Published on 2 April 2014 Global

A U.K.-based global charity devoted to fighting hunger and injustice released a new study this week that predicts climate change will intensify global world hunger.

The study is called "Hot and Hungry," and was released on March 25 by Oxfam.

The report analyzes ten "gap areas" that measure a country's capability or incapability to fend for itself in a warming environment.

These areas include: social protection, food crisis aid, food stocks, gender, crop irrigation, crop insurance, weather monitoring, public agricultural investment, adaptation finance, and agricultural research.

"Climate change is the biggest threat to our chances of winning the fight against hunger," Winnie Byanyima, executive director of Oxfam International, said in a statement. "It could have grave consequences for what we all eat, but the world is woefully under-prepared for it."

The report shows that poorer countries already dealing with food uncertainties, as they won't be as prepared as other countries to adapt to changing climates. They will also be more susceptible to the agricultural impact climate changes will have on locations.

Smaller changes like increases in temperature and instable rainfall patterns are already having an impact on agricultural yields, according to the study.
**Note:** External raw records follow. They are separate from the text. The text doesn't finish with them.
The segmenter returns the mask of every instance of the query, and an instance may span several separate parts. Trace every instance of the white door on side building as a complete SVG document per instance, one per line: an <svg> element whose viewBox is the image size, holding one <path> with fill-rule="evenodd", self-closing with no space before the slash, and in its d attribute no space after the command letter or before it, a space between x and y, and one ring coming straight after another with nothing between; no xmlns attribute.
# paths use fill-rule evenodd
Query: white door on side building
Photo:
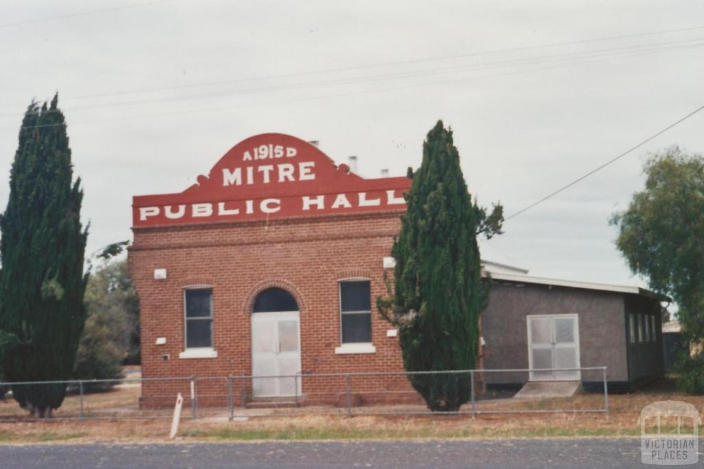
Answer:
<svg viewBox="0 0 704 469"><path fill-rule="evenodd" d="M252 314L252 391L255 397L301 394L298 312Z"/></svg>
<svg viewBox="0 0 704 469"><path fill-rule="evenodd" d="M576 314L529 315L528 366L532 381L579 380L579 325Z"/></svg>

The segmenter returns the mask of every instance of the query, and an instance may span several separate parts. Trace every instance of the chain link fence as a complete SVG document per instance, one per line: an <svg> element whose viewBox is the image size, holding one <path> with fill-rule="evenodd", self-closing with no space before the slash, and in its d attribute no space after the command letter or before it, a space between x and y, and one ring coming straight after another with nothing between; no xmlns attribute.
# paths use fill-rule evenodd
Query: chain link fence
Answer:
<svg viewBox="0 0 704 469"><path fill-rule="evenodd" d="M603 413L608 415L605 367L426 372L245 374L0 383L0 421L34 420L11 399L24 388L65 386L54 419L170 418L178 394L183 418L220 420L304 415L422 415ZM423 395L434 403L431 411Z"/></svg>

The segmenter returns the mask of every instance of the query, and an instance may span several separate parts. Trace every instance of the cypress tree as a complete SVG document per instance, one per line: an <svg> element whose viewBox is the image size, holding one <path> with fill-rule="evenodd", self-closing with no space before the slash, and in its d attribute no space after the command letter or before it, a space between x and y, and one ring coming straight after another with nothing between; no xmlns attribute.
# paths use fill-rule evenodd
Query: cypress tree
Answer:
<svg viewBox="0 0 704 469"><path fill-rule="evenodd" d="M503 208L494 206L487 216L472 203L452 130L441 120L423 144L420 168L409 174L407 211L391 251L396 262L394 294L378 298L377 306L398 327L407 371L473 369L479 314L488 298L477 234L501 234ZM433 411L456 411L470 397L467 373L408 379Z"/></svg>
<svg viewBox="0 0 704 469"><path fill-rule="evenodd" d="M67 380L85 321L87 227L73 181L58 95L25 113L0 218L0 355L8 381ZM63 401L65 384L13 386L20 405L41 418Z"/></svg>

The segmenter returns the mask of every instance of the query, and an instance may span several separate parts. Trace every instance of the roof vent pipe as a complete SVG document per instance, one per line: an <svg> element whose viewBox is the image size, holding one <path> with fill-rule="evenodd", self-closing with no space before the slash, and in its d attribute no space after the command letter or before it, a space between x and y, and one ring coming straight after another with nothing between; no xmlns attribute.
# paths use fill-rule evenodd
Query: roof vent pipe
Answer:
<svg viewBox="0 0 704 469"><path fill-rule="evenodd" d="M348 166L350 167L350 172L357 174L357 157L348 156L347 158Z"/></svg>

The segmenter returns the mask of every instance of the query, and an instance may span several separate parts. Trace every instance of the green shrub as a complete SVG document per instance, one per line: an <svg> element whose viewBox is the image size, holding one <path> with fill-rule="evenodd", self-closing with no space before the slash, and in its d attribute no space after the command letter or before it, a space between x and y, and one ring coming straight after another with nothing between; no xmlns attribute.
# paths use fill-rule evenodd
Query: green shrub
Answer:
<svg viewBox="0 0 704 469"><path fill-rule="evenodd" d="M122 379L122 364L130 355L137 322L134 315L136 295L127 277L126 261L108 263L91 274L85 303L88 317L78 346L73 379ZM117 381L87 382L84 391L107 391L116 384Z"/></svg>
<svg viewBox="0 0 704 469"><path fill-rule="evenodd" d="M684 354L675 367L677 372L677 388L690 394L704 394L704 356Z"/></svg>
If changes in human behavior don't happen quick, reduced crop yields, increased food prices, hunger, famine, and drought can all be expected sooner rather than later. Unemployment in the agricultural sector due to declining harvest has also been predicted.

Oxfam's report was released six days before the Intergovernmental Panel on Climate Change, which is set to issue to their latest report soon.

The new report is expected to forecast a 2 percent decrease in food production each decade, mainly due to climate change and the fact that food demand increases 14 percent each decade.